General characteristics
- Class & type: Expeditionary Mobile Base
- Length: 784 ft (239 m)
- Complement: 19 officers, 231 enlisted
- Sensors & processing systems: SEA GIRAFFE AMB
- Aircraft carried: MH-53 and MH-60 helicopters

= USS John L. Canley =

US Navy expeditionary mobile base vessel

USS John L. Canley (ESB-6) is the fourth expeditionary mobile base (ESB) of the United States Navy, and the first ship to be named for Medal of Honor recipient John L. Canley.

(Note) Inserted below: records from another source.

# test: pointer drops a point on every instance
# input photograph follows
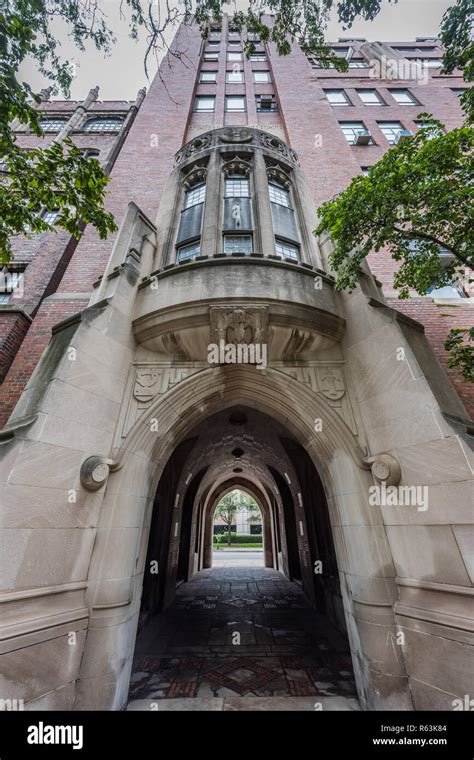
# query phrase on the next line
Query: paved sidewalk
(241, 638)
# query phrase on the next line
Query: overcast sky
(121, 75)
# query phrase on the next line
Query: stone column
(264, 241)
(211, 229)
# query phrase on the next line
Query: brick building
(127, 434)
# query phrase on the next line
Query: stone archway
(265, 510)
(367, 578)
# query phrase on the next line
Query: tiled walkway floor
(238, 634)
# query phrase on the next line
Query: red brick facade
(167, 120)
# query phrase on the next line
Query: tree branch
(431, 238)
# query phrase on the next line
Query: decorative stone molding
(276, 173)
(94, 472)
(327, 381)
(197, 174)
(237, 166)
(239, 324)
(273, 143)
(149, 381)
(385, 468)
(235, 135)
(192, 148)
(331, 382)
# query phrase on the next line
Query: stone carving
(331, 383)
(197, 174)
(195, 146)
(385, 469)
(276, 173)
(152, 380)
(278, 146)
(237, 166)
(235, 135)
(239, 324)
(327, 381)
(95, 471)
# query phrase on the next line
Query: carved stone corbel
(94, 472)
(385, 468)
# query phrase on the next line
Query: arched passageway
(234, 632)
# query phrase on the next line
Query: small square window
(390, 130)
(195, 195)
(403, 97)
(52, 125)
(237, 186)
(238, 244)
(204, 103)
(235, 77)
(337, 97)
(234, 103)
(351, 130)
(208, 76)
(260, 77)
(50, 216)
(103, 124)
(11, 285)
(341, 52)
(188, 252)
(432, 130)
(278, 194)
(287, 250)
(431, 63)
(370, 97)
(266, 103)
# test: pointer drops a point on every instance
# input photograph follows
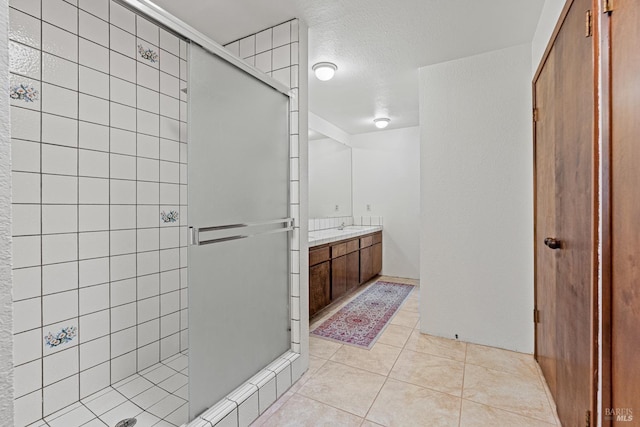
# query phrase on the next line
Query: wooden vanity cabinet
(339, 267)
(353, 264)
(319, 279)
(370, 256)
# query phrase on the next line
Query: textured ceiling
(378, 45)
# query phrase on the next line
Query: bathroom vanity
(340, 261)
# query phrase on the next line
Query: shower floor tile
(156, 397)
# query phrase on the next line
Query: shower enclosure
(238, 223)
(156, 275)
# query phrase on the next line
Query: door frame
(598, 216)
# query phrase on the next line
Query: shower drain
(128, 422)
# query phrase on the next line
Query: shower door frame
(270, 373)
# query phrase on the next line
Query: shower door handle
(286, 224)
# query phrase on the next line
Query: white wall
(476, 263)
(329, 178)
(548, 19)
(6, 320)
(386, 176)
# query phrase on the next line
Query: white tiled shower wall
(274, 51)
(99, 198)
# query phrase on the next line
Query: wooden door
(545, 214)
(565, 99)
(625, 213)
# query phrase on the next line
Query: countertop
(320, 237)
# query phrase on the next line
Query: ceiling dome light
(324, 70)
(382, 122)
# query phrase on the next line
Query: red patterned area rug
(361, 321)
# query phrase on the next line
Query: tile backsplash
(99, 132)
(316, 224)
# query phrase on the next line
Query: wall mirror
(330, 180)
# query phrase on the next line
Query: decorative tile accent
(172, 216)
(148, 54)
(64, 336)
(24, 93)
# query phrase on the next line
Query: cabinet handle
(553, 243)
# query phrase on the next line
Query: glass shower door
(238, 225)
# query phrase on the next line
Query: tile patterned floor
(411, 379)
(157, 396)
(405, 379)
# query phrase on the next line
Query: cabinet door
(376, 259)
(319, 285)
(338, 277)
(366, 264)
(353, 270)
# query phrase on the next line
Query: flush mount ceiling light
(324, 70)
(382, 122)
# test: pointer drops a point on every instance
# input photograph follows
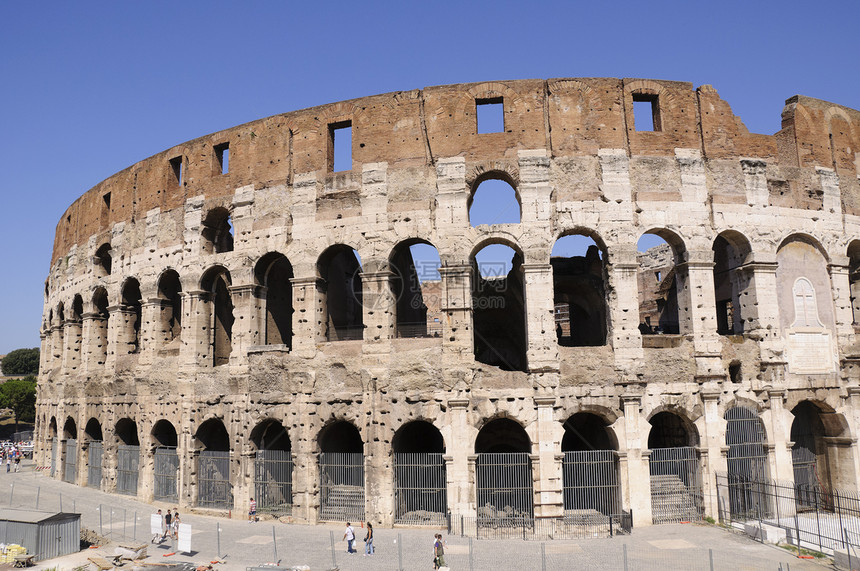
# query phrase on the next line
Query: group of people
(349, 537)
(169, 525)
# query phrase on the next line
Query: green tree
(20, 396)
(21, 362)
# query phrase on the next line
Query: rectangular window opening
(490, 115)
(340, 152)
(222, 154)
(177, 167)
(646, 112)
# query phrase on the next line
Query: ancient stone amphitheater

John L. Canley was constructed in San Diego, California by the National Steel and Shipbuilding Company (NASSCO). Like her sister ships, she is also a sub-variant of the (ESD). The ESDs are operated by the Navy's Military Sealift Command with predominantly civilian crews, while the ESBs, owing to the nature of their operations, have been commissioned and are operated directly by the Navy with military personnel.

Although without any ceremony at the time, the keel for the ship was laid at the NASSCO shipyard in San Diego on 16 November 2020. On 30 April 2022, an official ceremony was held. The ship was christened at the shipyard by Canley's daughter and ship's sponsor Patricia Sargent on 25 June 2022, just five weeks after Canley's death.